Moreover, in collaboration with the Turkish Education Foundation (Turkish: Türk Eğitim Vakfı, commonly abbreviated as TEV), Ahmed Adnan Saygun Music Research and Education Center requested to compose an opera focusing on Saygun's life and vision due to his 100th birthday in 2007. The libretto was written by Şefik Kahramankaptan and the opera named Saygun Emre was composed by Yiğit Aydın who is also an academic at Bilkent University. The scene Vasiyet(Bequest) of Saygun Emre opera at which Saygun leaves his estate to Bilkent University and İhsan Doğramacı appeared as a character was performed at Bilkent Concert Hall by BSO in 2009.

==Performances and recordings==
Starting as a Sinfonietta, the symphonic orchestra now has the identity of an ensemble of orchestras, comprising the Bilkent Chamber Orchestra an Ensemble of Wind Instruments and various other orchestral formations. With Turkish and foreign guest conductors, soloists and choirs, the ensemble of orchestras has distinguished itself through its season events of over 80 concerts per year and the television and radio broadcasts of these performances.
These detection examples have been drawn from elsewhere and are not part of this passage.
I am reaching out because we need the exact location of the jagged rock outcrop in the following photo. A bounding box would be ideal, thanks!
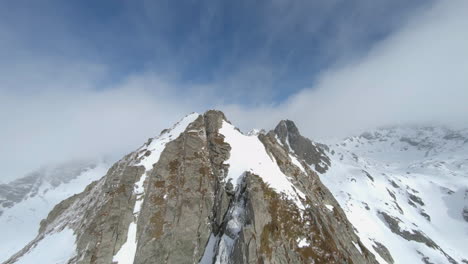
[6,111,376,264]
[273,120,330,173]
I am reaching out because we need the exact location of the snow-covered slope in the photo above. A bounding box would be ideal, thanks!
[321,127,468,263]
[0,161,110,263]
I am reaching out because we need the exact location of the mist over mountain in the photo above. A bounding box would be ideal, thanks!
[0,110,468,264]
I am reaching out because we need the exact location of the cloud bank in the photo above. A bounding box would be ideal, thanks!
[0,0,468,182]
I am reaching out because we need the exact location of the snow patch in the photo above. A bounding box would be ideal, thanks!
[16,228,76,264]
[112,113,199,264]
[219,120,305,210]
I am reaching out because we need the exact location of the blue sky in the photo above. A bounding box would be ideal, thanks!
[0,0,430,104]
[0,0,468,182]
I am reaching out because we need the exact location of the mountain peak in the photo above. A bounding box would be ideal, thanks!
[272,119,330,173]
[6,110,376,264]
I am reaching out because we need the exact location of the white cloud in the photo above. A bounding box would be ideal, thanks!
[223,0,468,138]
[0,0,468,181]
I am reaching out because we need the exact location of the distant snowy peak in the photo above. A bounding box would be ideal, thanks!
[0,160,99,215]
[340,126,468,157]
[0,160,109,263]
[6,111,376,264]
[321,126,468,263]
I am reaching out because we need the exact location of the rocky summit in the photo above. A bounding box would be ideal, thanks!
[4,110,468,264]
[5,111,377,264]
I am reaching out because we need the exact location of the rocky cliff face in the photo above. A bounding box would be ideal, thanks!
[6,111,376,264]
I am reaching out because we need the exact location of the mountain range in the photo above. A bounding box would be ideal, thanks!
[0,110,468,264]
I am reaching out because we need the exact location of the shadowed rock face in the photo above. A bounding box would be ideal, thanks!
[274,120,330,173]
[7,111,376,264]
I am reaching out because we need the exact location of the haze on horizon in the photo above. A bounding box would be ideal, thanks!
[0,0,468,182]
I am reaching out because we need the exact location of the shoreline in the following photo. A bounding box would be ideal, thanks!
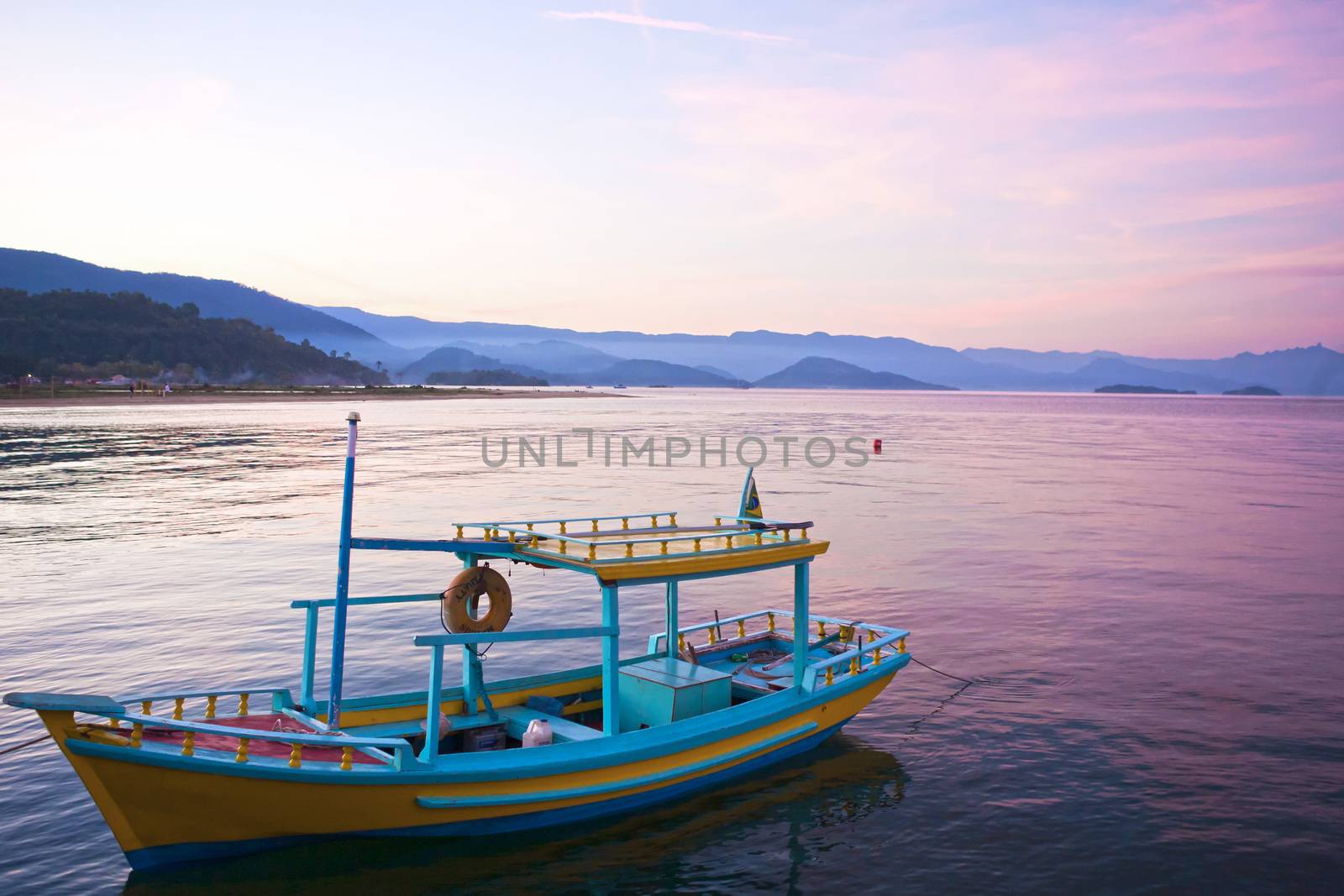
[0,387,618,410]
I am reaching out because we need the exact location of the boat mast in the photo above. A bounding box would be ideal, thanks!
[327,411,359,731]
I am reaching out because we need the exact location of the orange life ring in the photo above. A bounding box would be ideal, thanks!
[442,567,513,634]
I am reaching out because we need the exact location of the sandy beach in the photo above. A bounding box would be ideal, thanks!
[0,387,618,408]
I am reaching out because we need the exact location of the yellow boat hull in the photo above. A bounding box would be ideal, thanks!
[40,671,903,867]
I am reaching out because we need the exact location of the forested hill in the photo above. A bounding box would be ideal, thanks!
[0,289,387,385]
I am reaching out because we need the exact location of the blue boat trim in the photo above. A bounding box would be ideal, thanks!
[66,654,910,784]
[126,716,852,871]
[415,721,817,809]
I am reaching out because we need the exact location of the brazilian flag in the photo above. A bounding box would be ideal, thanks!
[738,468,762,520]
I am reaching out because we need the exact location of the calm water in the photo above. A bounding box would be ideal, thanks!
[0,390,1344,896]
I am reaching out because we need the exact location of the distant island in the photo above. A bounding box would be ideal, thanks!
[1093,383,1198,395]
[751,356,957,392]
[425,369,549,385]
[0,247,1344,395]
[0,287,388,385]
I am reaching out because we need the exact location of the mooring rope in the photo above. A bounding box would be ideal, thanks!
[910,657,976,685]
[0,733,51,757]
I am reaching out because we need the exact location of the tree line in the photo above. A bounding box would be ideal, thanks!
[0,287,388,385]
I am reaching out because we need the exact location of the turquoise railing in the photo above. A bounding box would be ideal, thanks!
[649,610,910,693]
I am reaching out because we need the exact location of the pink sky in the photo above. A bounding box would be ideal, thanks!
[0,2,1344,356]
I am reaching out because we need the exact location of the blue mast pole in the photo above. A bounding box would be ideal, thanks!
[327,411,359,731]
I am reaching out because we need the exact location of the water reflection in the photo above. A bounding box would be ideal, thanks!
[125,733,910,896]
[0,390,1344,896]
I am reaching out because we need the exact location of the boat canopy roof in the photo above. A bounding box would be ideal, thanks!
[351,511,831,583]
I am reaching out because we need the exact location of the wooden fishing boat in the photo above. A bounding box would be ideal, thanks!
[4,414,910,869]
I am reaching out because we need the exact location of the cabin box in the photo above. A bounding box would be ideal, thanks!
[620,657,732,731]
[462,726,507,752]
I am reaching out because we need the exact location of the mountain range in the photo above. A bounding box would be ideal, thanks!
[0,249,1344,395]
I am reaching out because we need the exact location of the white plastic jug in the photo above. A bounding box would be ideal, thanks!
[522,719,551,747]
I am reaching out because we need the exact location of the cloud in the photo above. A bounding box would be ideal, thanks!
[546,11,804,47]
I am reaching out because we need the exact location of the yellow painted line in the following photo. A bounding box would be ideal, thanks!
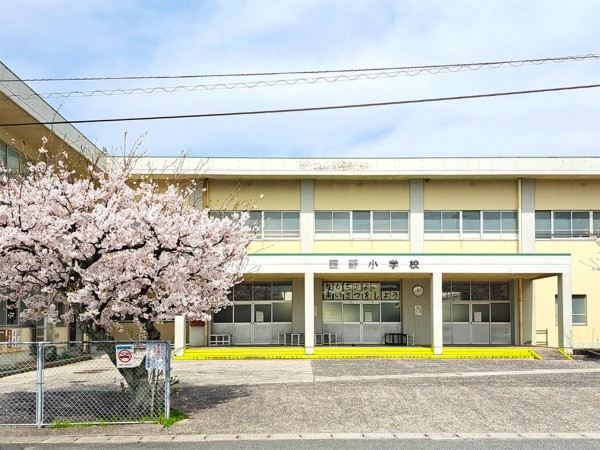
[557,348,573,361]
[174,346,542,361]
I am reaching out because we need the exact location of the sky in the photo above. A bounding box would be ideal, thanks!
[0,0,600,158]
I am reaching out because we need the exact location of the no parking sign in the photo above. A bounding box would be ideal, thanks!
[115,344,135,369]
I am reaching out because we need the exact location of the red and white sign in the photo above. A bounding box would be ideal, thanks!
[115,344,135,369]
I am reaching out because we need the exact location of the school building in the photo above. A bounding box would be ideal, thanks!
[0,60,600,355]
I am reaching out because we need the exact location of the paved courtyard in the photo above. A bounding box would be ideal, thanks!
[0,359,600,438]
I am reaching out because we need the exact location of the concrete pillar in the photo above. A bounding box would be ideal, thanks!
[520,280,537,345]
[430,273,444,355]
[175,316,185,356]
[519,180,535,253]
[558,273,573,355]
[408,180,425,253]
[300,180,315,253]
[304,272,315,355]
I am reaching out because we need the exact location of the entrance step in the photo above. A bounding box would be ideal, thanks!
[534,347,573,361]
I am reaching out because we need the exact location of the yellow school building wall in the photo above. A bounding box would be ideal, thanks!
[248,240,300,254]
[314,240,410,253]
[424,240,519,253]
[535,180,600,211]
[535,239,600,348]
[424,180,519,211]
[207,179,300,211]
[315,180,410,211]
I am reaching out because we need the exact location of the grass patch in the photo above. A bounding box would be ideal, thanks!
[48,420,97,430]
[158,408,188,428]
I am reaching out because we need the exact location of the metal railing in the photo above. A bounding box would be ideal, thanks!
[0,341,171,427]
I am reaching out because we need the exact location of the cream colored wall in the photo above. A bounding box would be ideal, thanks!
[248,240,300,254]
[424,240,519,253]
[314,241,410,253]
[424,180,519,211]
[534,240,600,348]
[208,180,300,211]
[535,180,600,211]
[315,180,409,211]
[112,322,175,345]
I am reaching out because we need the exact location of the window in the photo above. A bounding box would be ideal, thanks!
[315,211,408,239]
[210,211,300,239]
[213,281,293,323]
[425,210,518,239]
[535,211,600,239]
[0,141,24,173]
[554,295,587,325]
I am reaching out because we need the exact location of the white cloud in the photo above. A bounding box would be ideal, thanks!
[0,0,600,156]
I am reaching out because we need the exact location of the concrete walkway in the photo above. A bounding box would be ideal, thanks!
[0,359,600,444]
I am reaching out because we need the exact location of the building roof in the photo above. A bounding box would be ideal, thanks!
[129,157,600,179]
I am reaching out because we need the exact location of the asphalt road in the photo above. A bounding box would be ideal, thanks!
[0,439,600,450]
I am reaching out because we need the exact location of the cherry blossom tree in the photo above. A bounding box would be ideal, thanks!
[0,142,252,406]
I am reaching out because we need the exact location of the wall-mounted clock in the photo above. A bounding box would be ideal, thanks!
[413,284,425,297]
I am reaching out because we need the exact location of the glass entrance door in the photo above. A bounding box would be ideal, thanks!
[323,302,401,344]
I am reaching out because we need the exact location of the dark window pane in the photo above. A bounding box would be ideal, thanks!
[352,211,371,233]
[373,211,390,233]
[471,303,490,323]
[491,303,510,322]
[452,281,471,300]
[233,283,252,301]
[424,211,442,233]
[273,302,292,322]
[490,283,510,300]
[391,211,408,233]
[572,211,591,237]
[233,304,252,323]
[502,211,517,233]
[535,211,552,239]
[333,211,350,233]
[315,211,333,233]
[554,211,571,237]
[471,282,490,300]
[254,303,271,323]
[213,306,233,323]
[273,282,292,300]
[483,211,500,233]
[442,211,460,233]
[381,302,402,322]
[462,211,481,233]
[252,283,271,301]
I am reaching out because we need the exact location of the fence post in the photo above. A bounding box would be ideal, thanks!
[35,342,45,428]
[165,341,171,419]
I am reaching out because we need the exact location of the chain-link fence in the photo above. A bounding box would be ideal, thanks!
[0,341,171,426]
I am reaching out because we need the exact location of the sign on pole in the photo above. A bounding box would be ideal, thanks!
[146,342,168,370]
[115,344,135,369]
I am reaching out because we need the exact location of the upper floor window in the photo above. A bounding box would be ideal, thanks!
[535,211,600,239]
[554,295,587,325]
[0,141,24,173]
[315,211,408,239]
[425,210,518,239]
[210,211,300,239]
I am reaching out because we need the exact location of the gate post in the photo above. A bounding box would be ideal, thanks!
[35,342,46,428]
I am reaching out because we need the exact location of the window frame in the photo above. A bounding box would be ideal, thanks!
[314,209,410,241]
[554,294,587,327]
[535,209,600,240]
[423,209,519,241]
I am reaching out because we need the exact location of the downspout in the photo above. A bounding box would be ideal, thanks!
[517,178,525,345]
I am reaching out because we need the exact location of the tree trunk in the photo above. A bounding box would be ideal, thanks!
[79,310,168,420]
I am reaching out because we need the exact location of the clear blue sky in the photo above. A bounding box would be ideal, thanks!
[0,0,600,157]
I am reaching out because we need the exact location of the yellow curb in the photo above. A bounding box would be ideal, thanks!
[556,348,573,361]
[173,346,542,361]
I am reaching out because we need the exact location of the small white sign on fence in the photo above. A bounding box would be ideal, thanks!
[115,344,135,369]
[146,342,167,370]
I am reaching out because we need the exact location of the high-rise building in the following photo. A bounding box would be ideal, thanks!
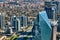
[19,15,28,27]
[0,13,4,29]
[11,16,20,32]
[33,11,52,40]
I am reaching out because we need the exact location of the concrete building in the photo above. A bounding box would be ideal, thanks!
[33,11,52,40]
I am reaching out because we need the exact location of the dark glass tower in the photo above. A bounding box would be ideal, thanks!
[33,11,52,40]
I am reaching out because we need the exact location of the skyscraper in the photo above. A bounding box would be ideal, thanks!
[19,15,28,27]
[11,16,20,32]
[33,11,52,40]
[0,13,4,29]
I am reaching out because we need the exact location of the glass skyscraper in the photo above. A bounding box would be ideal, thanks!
[33,11,52,40]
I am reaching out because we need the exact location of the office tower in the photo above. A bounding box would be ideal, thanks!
[45,7,53,19]
[19,15,28,27]
[5,23,10,34]
[11,16,20,32]
[45,1,59,19]
[0,13,4,29]
[33,11,52,40]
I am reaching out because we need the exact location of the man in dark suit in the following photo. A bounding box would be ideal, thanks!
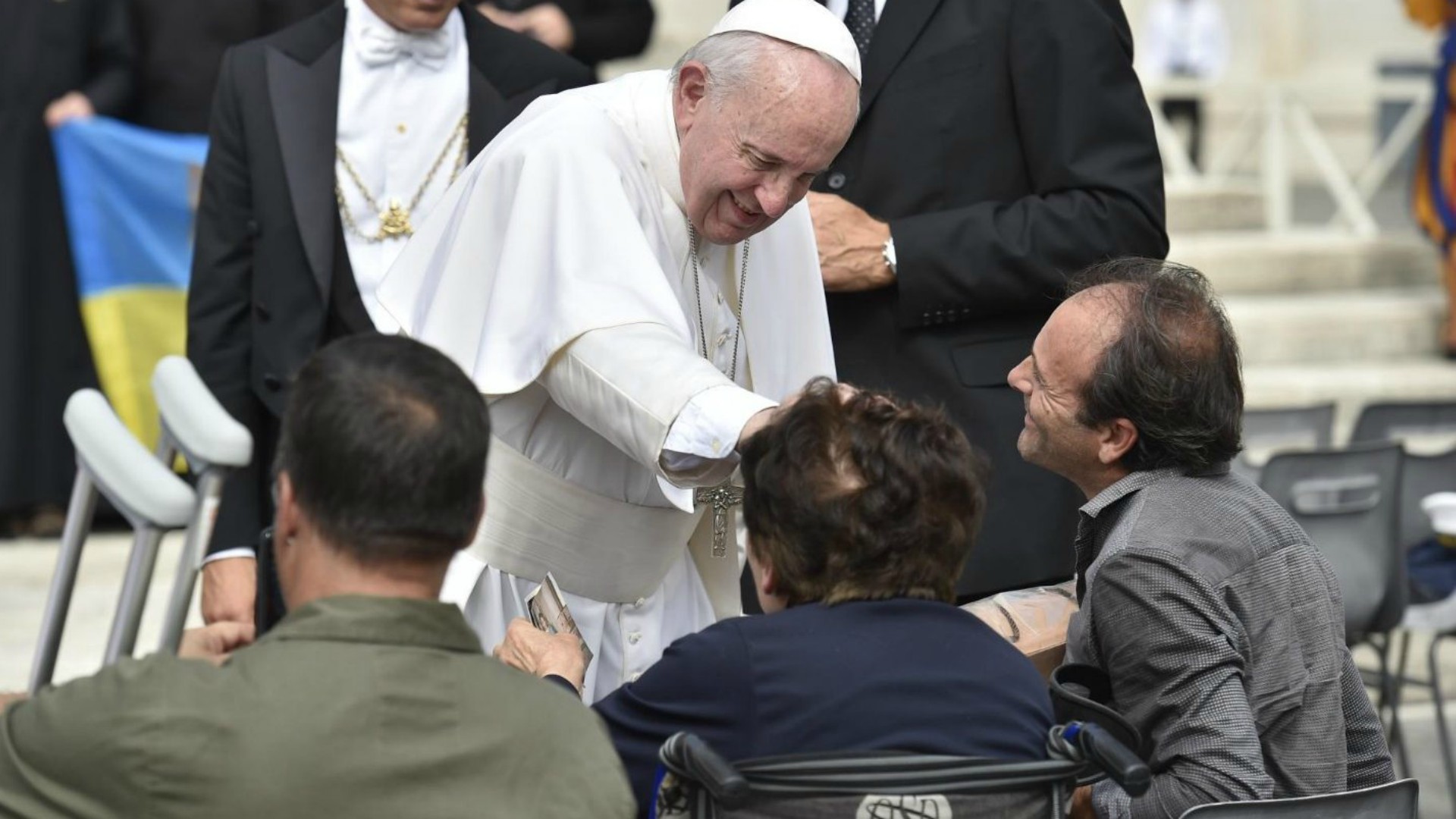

The national label Bilkent Music Production has released over 50 CD’s of the orchestras concerts. Amongst the orchestra's recordings are the Ahmet Adnan Saygun concertos with Gülsin Onay under the baton of Howard Griffiths; Kamran Ince symphonies and concertos with Kamran Ince as soloist as well for Naxos and CPO and the productions released in 2007 including Ahmet Adnan Saygun’s piano, violin, viola and violoncello concertos by CPO in collaboration with Peermusic and the Tabakov concertos by Naxos Records.

Through events such as the Bilkent Concert Series, Turkish Composers Week, Education Concerts and The Bilkent International Anatolia Music Festival, the orchestra aims to bring a wide range of activities to large audiences, to spread the appreciation of music at national level, undertake international activities and develop cooperation with institutions abroad. Along these objectives the orchestra has toured to Italy (1998), Germany (Schleswig-Holstein Musik Festival 2000,2011), Belgium (2001), Portugal (2000) Switzerland (2002-2004 Montreux Festival) and to Tokyo (2004)

Among the artists the orchestra has performed with are Valery Afanassiev, Pierre Amoyal, Alison Balsom, İdil Biret, Han-na Chang, Robert Cohen, Jean-Philippe Collard, José Cura, Nikolai Demidenko, Emre Elivar, Denyce Graves, Janine Jansen, Sumi Jo, Suna Kan, Olga Kern, Albert Dohmen, Lang Lang, Elisabeth Leonskaja, Mischa Maisky, Jacques Mercier, Shlomo Mintz, Christiane Oelze, Gülsin Onay, Güher-Süher Pekinel, Mikhail Pletnev, Viktoria Postnikova, Vadim Repin, Olivier Charlier, György Sándor, Fazıl Say, Hüseyin Sermet, Sayaka Shoji, Maurice Steger, Akiko Suwanai, François Weigel, Alexander Ghindin, Nicola Benedetti, Sabine Meyer, Boris Berezovsky, Simona Houda-Šaturová, Emmanuel Pahud, Sharon Isbin Turkish State Polyphonic, Rome Philharmonic, Bulgarian State Radio and Schleswig-Holstein Festival Choirs.

The BSO has performed under guest conductors such as, Vladimir Ashkenazy, Gürer Aykal, Serge Baudo, Jean-Claude Casadesus, Aleksandr Dmitriyev, Jean Fournet, Howard Griffiths, Peter Gülke, Ernest Martinez Izquierdo, Yoel Levi, Gennady Rozhdestvensky, Nello Santi, José Serebrier, Lior Shambadal, Maurice Steger, Vlodymir Sirenko, Karl Anton Rickenbacher and Emil Tabakov

== Directorship and venues ==
Continuing its 2010–11 concert season under the artistic direction of Işın Metin with music director Klaus Weise, the orchestra and its ensembles welcome audiences at the Bilkent Concert Hall (640) and Bilkent ODEON (4000) in Ankara, Bilkent Erzurum Laboratory High School concert hall (300) in Erzurum and Bilkent Erbil College concert hall (750) in Erbil, Iraq.